One of Kerry's biggest -- and perhaps most controversial -- donors
has been the Boston-based law firm Mintz, Levin, Cohn, Ferris,
Glovsky and Popeo. The group, which lobbies on behalf of the
telecommunications industry -- and employs the senator's brother,
Cameron -- is his single largest contributor over the course of his
Senate career. David Leiter, Kerry's former chief of staff, is vice
president of a lobbying company affiliated with the Boston-based law
firm.

The Center for Public Integrity criticized the senator's relationship
with the firm in a little-publicized report released last year,
accusing him of pushing the agenda of those helping to pay his bills.

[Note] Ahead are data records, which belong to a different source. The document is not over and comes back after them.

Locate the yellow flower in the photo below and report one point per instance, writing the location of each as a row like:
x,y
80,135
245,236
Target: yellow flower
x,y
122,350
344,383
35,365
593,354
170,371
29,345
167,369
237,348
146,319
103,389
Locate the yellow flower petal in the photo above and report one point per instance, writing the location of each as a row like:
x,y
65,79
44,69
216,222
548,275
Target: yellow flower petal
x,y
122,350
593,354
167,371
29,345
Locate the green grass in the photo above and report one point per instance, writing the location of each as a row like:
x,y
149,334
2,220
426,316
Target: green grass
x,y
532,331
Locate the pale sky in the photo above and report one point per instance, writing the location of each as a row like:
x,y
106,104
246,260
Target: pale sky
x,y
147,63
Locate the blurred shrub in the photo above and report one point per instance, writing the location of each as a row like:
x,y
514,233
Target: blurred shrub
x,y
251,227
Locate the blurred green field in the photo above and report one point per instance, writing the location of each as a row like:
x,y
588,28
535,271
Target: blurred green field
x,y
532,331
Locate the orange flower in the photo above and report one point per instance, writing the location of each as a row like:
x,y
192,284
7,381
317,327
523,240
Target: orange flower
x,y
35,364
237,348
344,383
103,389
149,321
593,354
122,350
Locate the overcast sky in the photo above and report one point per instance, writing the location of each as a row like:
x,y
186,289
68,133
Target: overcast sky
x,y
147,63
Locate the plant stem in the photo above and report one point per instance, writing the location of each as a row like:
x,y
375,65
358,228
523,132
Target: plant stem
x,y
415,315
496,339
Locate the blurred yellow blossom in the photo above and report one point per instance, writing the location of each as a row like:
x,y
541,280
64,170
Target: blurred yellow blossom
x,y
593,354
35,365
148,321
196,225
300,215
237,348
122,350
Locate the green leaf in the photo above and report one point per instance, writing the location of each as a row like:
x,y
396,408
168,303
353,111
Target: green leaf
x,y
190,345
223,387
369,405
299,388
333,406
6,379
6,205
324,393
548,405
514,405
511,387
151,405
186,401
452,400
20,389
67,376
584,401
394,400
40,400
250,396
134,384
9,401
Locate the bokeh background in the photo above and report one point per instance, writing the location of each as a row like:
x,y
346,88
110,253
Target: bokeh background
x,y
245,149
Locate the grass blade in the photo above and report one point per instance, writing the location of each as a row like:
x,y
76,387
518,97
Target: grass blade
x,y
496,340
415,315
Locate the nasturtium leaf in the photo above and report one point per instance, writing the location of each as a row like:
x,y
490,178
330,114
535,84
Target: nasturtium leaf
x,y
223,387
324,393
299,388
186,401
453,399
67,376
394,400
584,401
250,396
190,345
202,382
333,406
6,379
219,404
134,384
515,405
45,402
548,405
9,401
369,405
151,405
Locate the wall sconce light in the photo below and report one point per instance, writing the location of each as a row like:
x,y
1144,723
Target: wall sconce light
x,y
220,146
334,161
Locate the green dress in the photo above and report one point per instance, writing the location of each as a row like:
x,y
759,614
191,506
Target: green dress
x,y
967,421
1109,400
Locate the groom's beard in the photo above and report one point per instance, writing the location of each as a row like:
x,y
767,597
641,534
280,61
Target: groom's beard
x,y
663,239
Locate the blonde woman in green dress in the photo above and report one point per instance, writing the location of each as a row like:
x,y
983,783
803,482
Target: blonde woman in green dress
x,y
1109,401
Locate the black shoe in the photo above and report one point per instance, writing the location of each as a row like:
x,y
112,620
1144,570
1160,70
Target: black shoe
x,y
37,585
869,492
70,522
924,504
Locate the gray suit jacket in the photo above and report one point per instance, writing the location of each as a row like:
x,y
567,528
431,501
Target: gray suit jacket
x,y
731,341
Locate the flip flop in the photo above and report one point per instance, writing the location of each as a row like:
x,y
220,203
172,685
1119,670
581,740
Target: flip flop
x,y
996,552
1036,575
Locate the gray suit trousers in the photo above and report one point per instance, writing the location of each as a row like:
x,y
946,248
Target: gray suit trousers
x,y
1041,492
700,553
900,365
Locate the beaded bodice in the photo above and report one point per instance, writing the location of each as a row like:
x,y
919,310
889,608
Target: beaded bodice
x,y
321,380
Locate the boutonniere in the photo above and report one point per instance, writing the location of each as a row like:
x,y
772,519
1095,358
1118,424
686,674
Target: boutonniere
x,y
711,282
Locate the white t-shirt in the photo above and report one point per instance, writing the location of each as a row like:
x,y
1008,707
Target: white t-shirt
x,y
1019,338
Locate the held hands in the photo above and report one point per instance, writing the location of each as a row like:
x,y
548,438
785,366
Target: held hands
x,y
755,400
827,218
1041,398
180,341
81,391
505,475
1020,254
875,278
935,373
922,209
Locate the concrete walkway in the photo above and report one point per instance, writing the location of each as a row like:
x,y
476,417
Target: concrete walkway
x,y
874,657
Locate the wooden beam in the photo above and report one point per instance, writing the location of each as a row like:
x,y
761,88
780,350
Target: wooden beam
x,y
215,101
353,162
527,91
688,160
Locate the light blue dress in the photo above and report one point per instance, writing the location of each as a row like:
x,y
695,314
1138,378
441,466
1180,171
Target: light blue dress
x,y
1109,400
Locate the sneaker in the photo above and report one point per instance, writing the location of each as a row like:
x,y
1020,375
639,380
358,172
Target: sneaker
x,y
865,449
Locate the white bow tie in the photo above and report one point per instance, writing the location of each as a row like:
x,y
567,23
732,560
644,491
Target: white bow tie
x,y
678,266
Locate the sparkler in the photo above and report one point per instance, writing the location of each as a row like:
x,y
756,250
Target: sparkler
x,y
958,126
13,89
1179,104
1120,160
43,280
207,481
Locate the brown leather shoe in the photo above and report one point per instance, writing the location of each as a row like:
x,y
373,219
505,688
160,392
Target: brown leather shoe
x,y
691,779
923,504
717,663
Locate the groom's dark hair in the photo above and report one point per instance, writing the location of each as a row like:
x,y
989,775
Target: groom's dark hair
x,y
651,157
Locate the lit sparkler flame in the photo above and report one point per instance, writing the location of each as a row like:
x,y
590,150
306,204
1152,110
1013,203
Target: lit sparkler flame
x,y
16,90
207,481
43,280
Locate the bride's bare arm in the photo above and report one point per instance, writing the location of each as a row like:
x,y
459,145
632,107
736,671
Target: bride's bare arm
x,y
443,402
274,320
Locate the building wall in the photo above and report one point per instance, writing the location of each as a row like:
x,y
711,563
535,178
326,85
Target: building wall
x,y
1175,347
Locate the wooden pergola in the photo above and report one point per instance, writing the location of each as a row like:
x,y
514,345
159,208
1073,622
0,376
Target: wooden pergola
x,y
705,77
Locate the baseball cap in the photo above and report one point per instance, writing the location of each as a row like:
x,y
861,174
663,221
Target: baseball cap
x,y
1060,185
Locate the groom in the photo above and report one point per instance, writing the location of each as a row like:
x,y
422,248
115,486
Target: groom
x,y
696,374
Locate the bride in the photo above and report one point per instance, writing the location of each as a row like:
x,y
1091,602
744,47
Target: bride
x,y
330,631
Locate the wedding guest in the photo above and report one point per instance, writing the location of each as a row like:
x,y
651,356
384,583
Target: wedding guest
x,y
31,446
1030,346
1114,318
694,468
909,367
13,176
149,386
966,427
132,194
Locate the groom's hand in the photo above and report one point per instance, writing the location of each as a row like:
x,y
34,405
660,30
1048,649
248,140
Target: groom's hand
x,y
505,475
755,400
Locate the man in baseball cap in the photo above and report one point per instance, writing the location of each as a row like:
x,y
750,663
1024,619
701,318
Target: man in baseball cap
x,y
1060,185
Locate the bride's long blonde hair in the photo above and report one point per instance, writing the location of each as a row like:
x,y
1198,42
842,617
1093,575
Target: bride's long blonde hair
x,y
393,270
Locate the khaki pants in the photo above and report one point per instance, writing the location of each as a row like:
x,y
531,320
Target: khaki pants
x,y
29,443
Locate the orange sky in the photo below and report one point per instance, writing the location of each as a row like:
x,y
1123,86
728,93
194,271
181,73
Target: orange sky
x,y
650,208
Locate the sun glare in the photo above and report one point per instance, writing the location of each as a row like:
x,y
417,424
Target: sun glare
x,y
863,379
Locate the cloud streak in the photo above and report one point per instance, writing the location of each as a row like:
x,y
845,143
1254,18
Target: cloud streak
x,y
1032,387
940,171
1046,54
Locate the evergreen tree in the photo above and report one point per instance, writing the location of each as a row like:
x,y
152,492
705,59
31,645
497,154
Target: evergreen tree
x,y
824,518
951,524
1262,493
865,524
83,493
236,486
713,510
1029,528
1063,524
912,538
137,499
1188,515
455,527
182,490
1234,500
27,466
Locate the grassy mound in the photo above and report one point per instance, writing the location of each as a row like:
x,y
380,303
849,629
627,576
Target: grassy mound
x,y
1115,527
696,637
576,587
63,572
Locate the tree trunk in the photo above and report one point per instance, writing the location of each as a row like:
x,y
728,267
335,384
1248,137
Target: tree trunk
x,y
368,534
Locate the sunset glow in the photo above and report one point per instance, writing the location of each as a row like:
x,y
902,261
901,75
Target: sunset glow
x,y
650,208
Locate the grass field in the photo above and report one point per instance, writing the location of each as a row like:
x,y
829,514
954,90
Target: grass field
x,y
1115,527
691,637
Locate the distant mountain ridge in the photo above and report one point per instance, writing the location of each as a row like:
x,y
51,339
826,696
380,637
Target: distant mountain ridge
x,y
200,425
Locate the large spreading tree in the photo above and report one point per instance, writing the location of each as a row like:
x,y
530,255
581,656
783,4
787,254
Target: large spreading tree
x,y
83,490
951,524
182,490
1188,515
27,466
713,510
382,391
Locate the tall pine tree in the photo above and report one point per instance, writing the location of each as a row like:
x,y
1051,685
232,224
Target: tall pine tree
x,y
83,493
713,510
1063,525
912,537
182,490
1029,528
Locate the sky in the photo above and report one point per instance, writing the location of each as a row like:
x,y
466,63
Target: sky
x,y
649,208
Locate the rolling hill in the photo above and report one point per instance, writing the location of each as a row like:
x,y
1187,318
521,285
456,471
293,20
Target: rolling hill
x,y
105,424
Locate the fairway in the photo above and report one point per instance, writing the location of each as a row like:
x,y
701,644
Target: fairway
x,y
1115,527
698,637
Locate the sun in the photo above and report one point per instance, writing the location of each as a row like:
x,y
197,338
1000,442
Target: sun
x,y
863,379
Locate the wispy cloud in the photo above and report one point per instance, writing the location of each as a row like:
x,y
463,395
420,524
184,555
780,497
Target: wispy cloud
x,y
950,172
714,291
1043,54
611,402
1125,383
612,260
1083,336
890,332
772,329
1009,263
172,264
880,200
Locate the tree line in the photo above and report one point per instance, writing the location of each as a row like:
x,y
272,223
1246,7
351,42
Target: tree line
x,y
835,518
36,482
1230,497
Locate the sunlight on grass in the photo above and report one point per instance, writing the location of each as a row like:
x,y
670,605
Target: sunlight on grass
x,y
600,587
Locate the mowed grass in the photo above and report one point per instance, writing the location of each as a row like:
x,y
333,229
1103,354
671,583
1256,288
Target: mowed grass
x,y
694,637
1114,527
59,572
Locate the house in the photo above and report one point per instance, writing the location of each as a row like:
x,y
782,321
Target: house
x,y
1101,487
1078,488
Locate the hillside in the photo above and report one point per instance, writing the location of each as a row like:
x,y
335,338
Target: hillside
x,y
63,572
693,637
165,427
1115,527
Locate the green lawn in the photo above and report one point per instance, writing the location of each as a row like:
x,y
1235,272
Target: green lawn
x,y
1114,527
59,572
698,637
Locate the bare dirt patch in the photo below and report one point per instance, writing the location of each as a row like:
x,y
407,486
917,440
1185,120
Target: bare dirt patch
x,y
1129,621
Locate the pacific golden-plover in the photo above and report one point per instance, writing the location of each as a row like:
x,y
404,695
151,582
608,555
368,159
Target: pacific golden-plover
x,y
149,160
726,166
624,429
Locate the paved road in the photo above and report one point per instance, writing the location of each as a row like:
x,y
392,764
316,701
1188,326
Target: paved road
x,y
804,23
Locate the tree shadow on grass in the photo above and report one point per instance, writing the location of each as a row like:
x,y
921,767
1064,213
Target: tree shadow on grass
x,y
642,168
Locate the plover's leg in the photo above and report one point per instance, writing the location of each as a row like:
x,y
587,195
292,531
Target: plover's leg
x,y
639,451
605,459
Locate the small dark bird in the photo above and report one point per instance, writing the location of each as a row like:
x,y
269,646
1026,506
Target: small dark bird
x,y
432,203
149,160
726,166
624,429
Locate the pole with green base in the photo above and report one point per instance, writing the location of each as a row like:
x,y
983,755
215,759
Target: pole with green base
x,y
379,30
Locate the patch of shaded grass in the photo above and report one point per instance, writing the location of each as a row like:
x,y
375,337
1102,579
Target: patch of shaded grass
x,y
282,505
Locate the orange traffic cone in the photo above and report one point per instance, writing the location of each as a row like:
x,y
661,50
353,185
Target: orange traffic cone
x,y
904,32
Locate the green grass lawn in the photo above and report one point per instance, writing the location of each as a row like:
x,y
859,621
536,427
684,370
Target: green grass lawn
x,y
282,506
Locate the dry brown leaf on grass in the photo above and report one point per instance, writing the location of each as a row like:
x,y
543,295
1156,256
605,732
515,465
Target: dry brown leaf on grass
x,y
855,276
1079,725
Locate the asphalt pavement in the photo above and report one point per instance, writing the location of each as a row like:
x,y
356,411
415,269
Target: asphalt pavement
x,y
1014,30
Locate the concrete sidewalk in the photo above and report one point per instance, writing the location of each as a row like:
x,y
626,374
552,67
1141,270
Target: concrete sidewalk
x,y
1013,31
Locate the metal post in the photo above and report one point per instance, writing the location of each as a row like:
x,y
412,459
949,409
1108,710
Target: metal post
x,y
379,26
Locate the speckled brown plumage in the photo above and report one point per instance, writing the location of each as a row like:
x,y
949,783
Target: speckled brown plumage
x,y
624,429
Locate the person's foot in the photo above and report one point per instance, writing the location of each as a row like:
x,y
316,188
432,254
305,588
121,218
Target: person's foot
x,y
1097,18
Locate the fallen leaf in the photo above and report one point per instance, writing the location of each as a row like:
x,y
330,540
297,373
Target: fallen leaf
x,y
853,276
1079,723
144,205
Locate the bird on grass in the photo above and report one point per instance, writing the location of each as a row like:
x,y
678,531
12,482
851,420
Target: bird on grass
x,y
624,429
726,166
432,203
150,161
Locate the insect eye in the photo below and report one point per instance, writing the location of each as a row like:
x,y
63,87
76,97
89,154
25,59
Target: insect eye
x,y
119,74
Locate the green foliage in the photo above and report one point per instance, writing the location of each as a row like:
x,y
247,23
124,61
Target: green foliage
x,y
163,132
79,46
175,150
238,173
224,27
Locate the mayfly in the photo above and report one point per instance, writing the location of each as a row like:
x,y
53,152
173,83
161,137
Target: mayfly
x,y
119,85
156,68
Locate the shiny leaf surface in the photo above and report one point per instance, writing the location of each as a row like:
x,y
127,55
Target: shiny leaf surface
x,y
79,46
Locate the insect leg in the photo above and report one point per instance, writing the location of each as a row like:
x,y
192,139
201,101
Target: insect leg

"Kerry, who is seeking the Democratic presidential nomination, has
sponsored or co-sponsored a number of bills favorable to the
industry and has written letters to government agencies on behalf
of the clientele of his largest donor," the report said.
The Boston
law firm's client include the Cellular Telecommunications and
Internet Association (CTIA), an umbrella group for
telecommunications companies.

Since 1999, Kerry has sponsored at least two bills and co-sponsored
half a dozen that were sought by the CTIA, including
industry-backed plans for winning lucrative auctions of spectrum, or
airwaves. Thomas Wheeler, the former chief executive of the CTIA,
and Christopher Putala, a lobbyist for the group, are both among
Kerry's biggest presidential fundraisers.


Cutter, Kerry's spokeswoman, provided a list of several
industry-backed bills Kerry opposed. "Kerry has never been swayed
by any donation on a vote. He consistently votes to protect
consumers and workers," she said.

Political researcher Brian Faler contributed to this report.